According to the Member of Parliament for Assin North, one Ansu Gyeabour, a resident of Kumasi, is allegedly the killer of the journalist.
He explained that he got this information from the police after they assured him that he had been exonerated in the matter.
Since the killing of Ahmed Suale in January 2019, Kennedy Agyapong has been linked to the act, owing to the fact that not long before the gruesome murder of the journalist, he had mentioned Ahmed’s name as one of the people working with Anas.
This was also after the investigative journalist had collaborated with the BBC on the famous “Number 12: When Greed and Corruption Become the Norm” piece, also with celebrated undercover investigative journalist, Anas Aremeyaw Anas.
Reports say he was shot dead near his family home in Accra.
The BBC reports that, when Tiger Eye aired its latest investigation, which exposed widespread corruption in African football, Ghanaian MP Kennedy Agyapong began a campaign of hostility against the team, saying he was offended by its undercover methods. He called publicly for Anas to be hanged.
Weeks after the film was screened, in June last year, he used his own TV station to attack Hussein-Suale and exposed the journalist’s most closely guarded secret – his face.
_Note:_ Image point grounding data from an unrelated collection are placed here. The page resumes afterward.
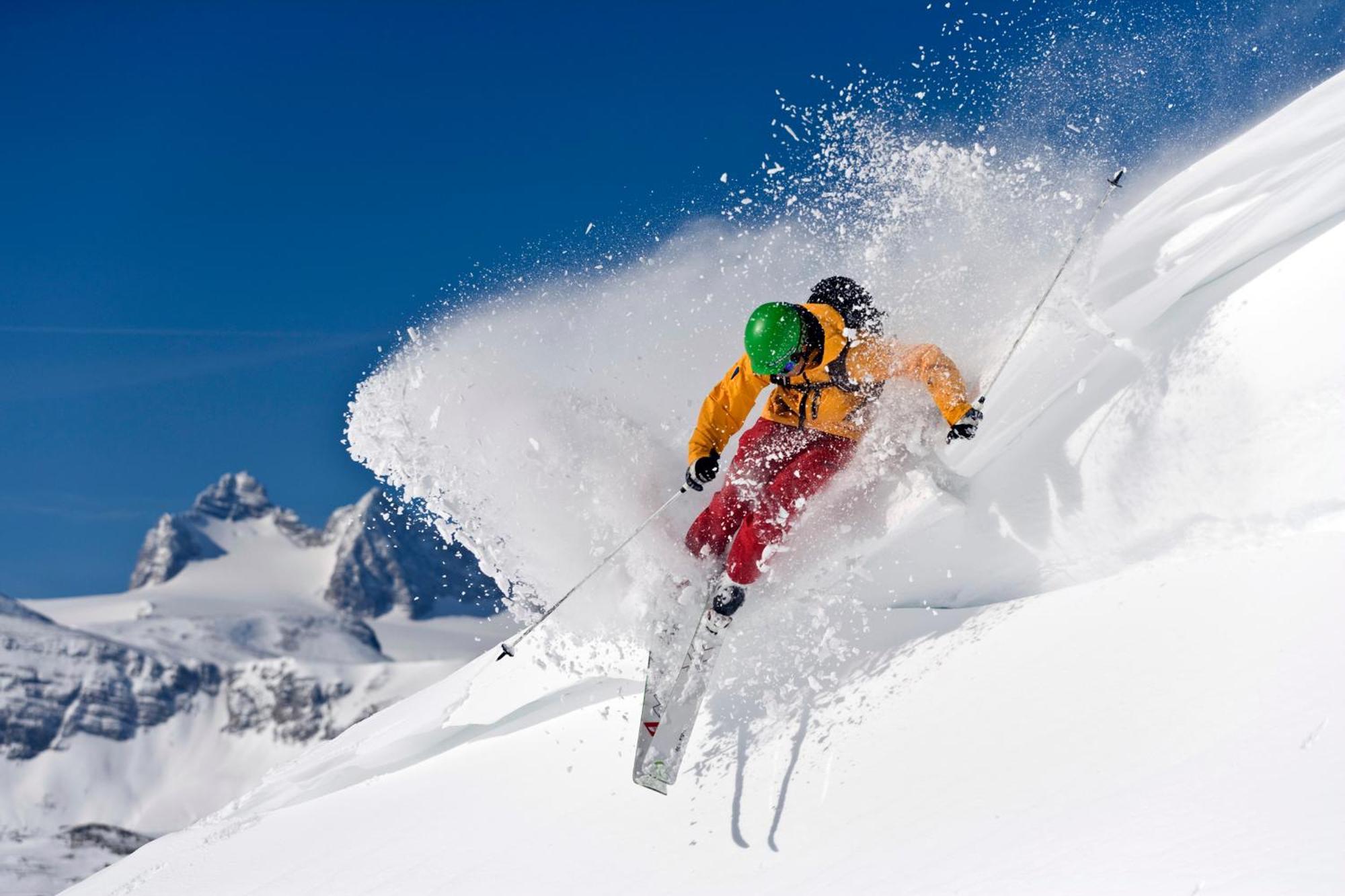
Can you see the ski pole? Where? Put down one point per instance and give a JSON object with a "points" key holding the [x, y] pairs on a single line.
{"points": [[508, 647], [1113, 185]]}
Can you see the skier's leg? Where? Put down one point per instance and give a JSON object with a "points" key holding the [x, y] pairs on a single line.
{"points": [[781, 503], [761, 456]]}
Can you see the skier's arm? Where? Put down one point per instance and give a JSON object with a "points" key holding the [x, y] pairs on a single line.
{"points": [[929, 365], [726, 409]]}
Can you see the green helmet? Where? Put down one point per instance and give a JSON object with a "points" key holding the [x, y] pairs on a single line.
{"points": [[773, 335]]}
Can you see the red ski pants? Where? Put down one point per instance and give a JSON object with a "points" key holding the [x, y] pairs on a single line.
{"points": [[774, 470]]}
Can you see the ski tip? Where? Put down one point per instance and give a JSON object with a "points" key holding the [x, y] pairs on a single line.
{"points": [[652, 783]]}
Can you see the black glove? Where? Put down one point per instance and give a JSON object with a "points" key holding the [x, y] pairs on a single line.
{"points": [[966, 428], [703, 471]]}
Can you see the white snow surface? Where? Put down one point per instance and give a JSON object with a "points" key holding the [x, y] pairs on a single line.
{"points": [[1132, 684]]}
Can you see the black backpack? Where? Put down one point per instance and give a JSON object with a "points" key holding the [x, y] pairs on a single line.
{"points": [[852, 300]]}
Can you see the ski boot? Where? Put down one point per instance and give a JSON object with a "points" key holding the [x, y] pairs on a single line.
{"points": [[728, 599]]}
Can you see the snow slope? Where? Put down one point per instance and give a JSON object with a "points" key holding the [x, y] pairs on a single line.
{"points": [[1156, 512], [1058, 744], [150, 708]]}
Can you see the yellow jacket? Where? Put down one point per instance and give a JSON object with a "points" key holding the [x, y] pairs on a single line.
{"points": [[833, 396]]}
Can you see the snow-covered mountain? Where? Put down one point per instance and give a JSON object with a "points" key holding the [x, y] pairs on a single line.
{"points": [[1094, 651], [383, 559], [247, 635]]}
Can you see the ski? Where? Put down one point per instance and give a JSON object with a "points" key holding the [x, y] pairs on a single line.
{"points": [[676, 710], [661, 669]]}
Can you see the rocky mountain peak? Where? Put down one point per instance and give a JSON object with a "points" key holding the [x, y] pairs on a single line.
{"points": [[235, 497]]}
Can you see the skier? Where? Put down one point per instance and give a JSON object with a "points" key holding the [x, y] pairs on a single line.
{"points": [[828, 360]]}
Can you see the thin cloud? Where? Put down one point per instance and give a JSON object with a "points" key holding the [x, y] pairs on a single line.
{"points": [[171, 333]]}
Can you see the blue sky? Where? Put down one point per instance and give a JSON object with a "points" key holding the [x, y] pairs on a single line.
{"points": [[212, 216]]}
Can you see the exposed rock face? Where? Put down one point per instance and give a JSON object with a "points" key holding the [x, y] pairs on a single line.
{"points": [[169, 546], [385, 560], [56, 682], [119, 841], [180, 538], [278, 694], [235, 497]]}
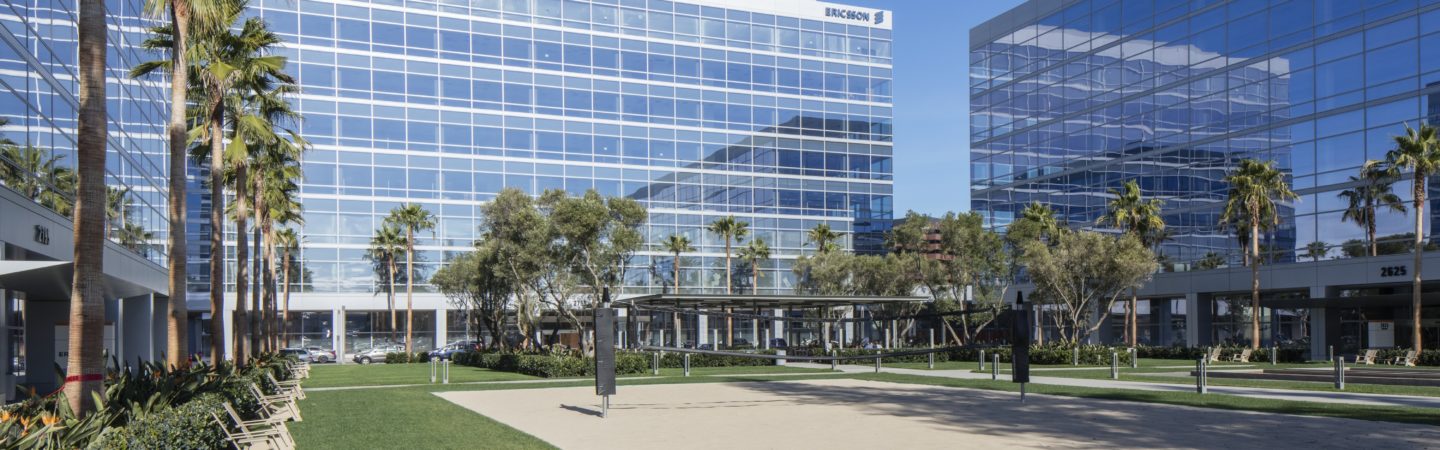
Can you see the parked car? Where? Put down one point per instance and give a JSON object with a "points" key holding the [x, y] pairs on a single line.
{"points": [[376, 354], [298, 354], [321, 354]]}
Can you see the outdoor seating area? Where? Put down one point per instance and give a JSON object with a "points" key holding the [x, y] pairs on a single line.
{"points": [[268, 431]]}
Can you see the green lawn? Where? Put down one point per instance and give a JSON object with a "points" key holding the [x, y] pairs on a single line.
{"points": [[1396, 414], [396, 374]]}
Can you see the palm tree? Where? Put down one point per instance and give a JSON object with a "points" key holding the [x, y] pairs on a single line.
{"points": [[677, 244], [411, 218], [287, 241], [385, 248], [1419, 153], [1371, 192], [753, 254], [1316, 250], [87, 361], [1141, 218], [39, 176], [824, 238], [729, 230], [1254, 189], [189, 20]]}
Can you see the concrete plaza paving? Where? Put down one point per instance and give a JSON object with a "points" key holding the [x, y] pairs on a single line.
{"points": [[871, 414]]}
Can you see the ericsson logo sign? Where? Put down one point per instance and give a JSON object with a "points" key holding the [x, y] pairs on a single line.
{"points": [[854, 15]]}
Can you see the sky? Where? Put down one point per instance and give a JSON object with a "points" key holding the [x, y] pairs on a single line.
{"points": [[932, 98]]}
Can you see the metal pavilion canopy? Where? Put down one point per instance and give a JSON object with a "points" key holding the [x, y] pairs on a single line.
{"points": [[762, 302]]}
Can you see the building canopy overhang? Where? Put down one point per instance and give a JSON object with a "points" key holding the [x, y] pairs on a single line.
{"points": [[763, 302], [52, 281]]}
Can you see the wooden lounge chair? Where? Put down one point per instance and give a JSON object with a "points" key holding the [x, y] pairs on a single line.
{"points": [[1406, 361], [242, 440], [267, 424], [280, 406], [1242, 356]]}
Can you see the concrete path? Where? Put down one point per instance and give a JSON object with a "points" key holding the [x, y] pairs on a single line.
{"points": [[871, 414], [1119, 384]]}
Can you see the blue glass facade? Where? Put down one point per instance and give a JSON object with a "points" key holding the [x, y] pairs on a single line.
{"points": [[39, 103], [1073, 98], [765, 110]]}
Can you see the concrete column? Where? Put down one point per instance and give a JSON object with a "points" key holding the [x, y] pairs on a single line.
{"points": [[778, 326], [441, 328], [337, 332], [703, 329], [1193, 332]]}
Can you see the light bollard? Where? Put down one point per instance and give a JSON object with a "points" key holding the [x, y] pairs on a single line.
{"points": [[1339, 374], [932, 351], [1200, 375]]}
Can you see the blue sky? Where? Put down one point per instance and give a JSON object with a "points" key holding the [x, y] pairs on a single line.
{"points": [[932, 100]]}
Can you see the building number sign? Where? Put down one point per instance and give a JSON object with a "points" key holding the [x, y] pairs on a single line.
{"points": [[1393, 271]]}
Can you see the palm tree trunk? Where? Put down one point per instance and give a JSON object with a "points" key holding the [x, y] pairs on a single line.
{"points": [[729, 322], [1414, 297], [242, 318], [216, 237], [389, 297], [1254, 280], [85, 374], [409, 290], [179, 85], [284, 315], [257, 345]]}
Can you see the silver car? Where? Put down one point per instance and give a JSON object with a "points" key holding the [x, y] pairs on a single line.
{"points": [[376, 354]]}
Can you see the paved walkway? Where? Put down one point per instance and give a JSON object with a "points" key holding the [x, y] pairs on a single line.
{"points": [[1119, 384], [873, 414]]}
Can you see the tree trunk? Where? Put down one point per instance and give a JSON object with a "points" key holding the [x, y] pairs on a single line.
{"points": [[216, 235], [1414, 297], [409, 290], [242, 318], [284, 318], [1254, 280], [179, 85], [85, 374]]}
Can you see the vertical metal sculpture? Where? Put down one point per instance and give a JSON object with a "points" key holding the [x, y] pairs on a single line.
{"points": [[1020, 345], [605, 352]]}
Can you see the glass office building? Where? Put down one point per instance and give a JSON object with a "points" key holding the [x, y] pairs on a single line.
{"points": [[1072, 98]]}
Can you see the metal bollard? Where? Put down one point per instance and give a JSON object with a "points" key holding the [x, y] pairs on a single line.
{"points": [[1200, 375], [1339, 374], [932, 351]]}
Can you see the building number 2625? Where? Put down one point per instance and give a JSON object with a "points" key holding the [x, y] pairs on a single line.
{"points": [[1393, 271]]}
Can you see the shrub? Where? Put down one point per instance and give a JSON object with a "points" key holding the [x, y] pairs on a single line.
{"points": [[187, 426]]}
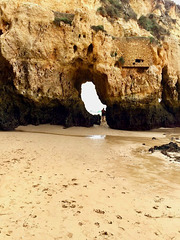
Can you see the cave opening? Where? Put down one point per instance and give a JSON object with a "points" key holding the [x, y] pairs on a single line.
{"points": [[90, 98], [92, 89]]}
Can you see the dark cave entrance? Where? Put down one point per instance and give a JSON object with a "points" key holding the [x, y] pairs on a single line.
{"points": [[92, 87], [90, 98]]}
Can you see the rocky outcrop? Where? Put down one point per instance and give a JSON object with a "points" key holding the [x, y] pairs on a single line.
{"points": [[49, 48]]}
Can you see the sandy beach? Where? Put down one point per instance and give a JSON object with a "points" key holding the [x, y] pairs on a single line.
{"points": [[87, 184]]}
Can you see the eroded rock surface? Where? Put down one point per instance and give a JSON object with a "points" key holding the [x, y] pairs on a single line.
{"points": [[49, 48]]}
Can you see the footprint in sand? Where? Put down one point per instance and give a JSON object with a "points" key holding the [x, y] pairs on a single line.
{"points": [[68, 204], [99, 211]]}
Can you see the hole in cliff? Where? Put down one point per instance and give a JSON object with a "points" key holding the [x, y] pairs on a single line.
{"points": [[90, 49], [90, 98], [117, 64], [75, 48], [139, 60]]}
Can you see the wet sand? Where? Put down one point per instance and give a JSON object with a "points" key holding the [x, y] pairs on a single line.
{"points": [[87, 183]]}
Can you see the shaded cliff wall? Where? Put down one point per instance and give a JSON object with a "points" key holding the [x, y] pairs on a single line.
{"points": [[48, 51]]}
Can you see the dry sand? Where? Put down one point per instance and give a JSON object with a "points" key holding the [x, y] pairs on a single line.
{"points": [[87, 184]]}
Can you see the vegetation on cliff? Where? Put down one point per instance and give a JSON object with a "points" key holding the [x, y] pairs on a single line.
{"points": [[113, 9]]}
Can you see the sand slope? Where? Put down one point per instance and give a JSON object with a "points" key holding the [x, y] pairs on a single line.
{"points": [[60, 183]]}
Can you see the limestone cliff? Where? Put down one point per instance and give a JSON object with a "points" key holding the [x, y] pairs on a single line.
{"points": [[129, 49]]}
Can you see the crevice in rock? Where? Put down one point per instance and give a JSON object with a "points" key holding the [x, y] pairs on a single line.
{"points": [[90, 49], [75, 48]]}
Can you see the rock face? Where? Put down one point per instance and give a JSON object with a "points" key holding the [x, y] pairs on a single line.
{"points": [[49, 48]]}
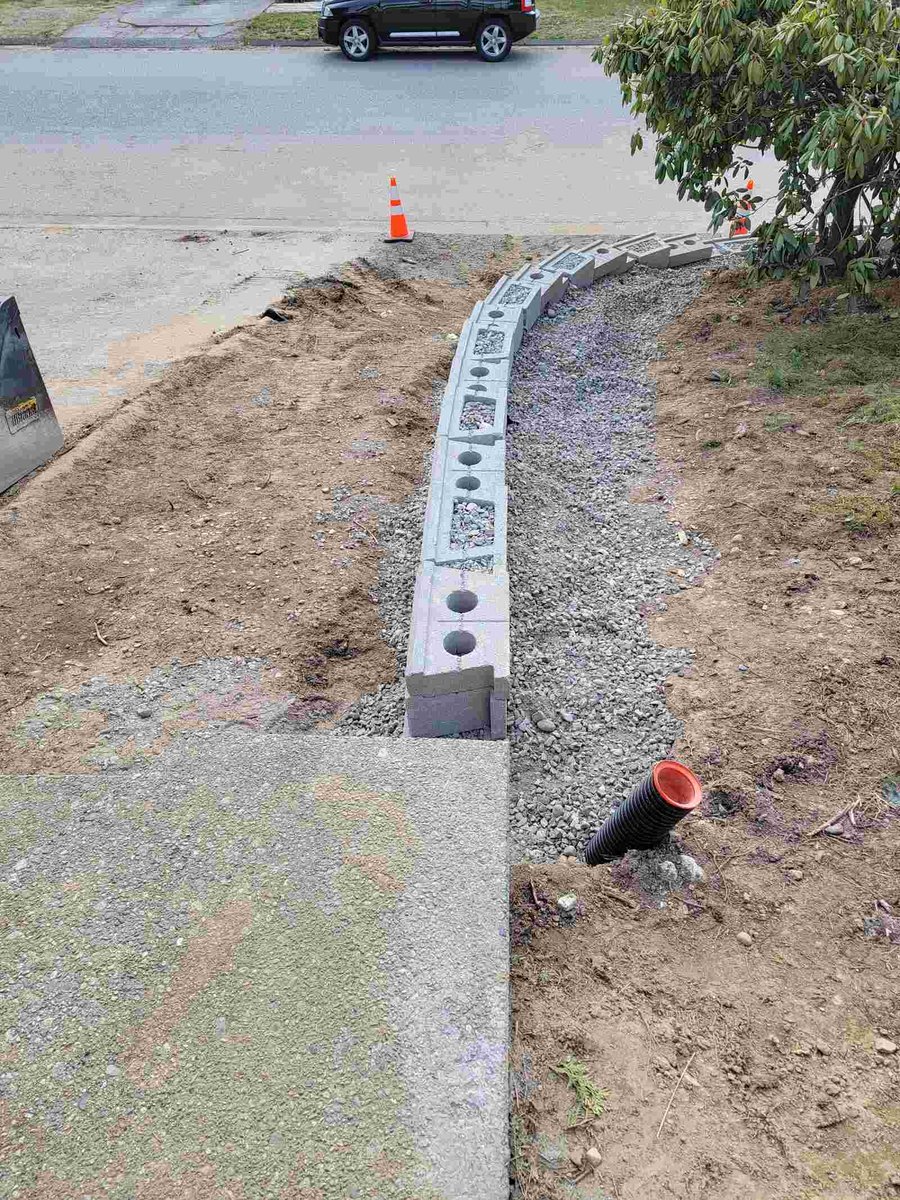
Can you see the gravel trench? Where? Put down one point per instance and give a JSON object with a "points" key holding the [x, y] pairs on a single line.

“That’s him,” said Agyapong, as images of Hussein-Suale appeared on the screen. “His other picture is there as well, make it big.”
Agyapong revealed Hussein-Suale’s name and the neighbourhood he lived in. “If you meet him somewhere, slap him… beat him,” he said. “Whatever happens, I’ll pay.”
But, speaking on the accusations of murder against him during an interview with Adinkra TV, New York, the Assin North MP said he had been exonerated. He spoke in Twi.
“Why is it that when someone kills a police, within three days, the person is caught? When a Ghanaian kills another citizen who is not a police personnel or part of the security agencies, the person is never arrested. Why? That is why I am saying that when I go, my Committee [Committee on Defense in Parliament] will invite the minister.
“And I have a typical example of Ahmed Suale when I condemned Anas, the person who killed him is in the Ashanti region. The police briefed me themselves that I am exonerated and that they don’t know why this thing happened and that I should stay away but I insisted, ‘how do I stay away when Anas, that thief, that murderer mentioned my name to the extent that a Congressman reported me so much that when I got to Houston in 2019 November, I was stopped that I had killed Ahmed Suale’.
“And then today, you have the report, you know. And the most painful aspect is that they told me that I should have patience and that the guy [suspected killer], whose name is Ansu Gyeabour – today, you are privileged, you are the first because it enrages me. I say he is in Kumasi. Yes! Yes! Ansu Gyeabour, and the police have shown me his pictures, asking me to be patient, for over one year yet my name is out there,” he explained.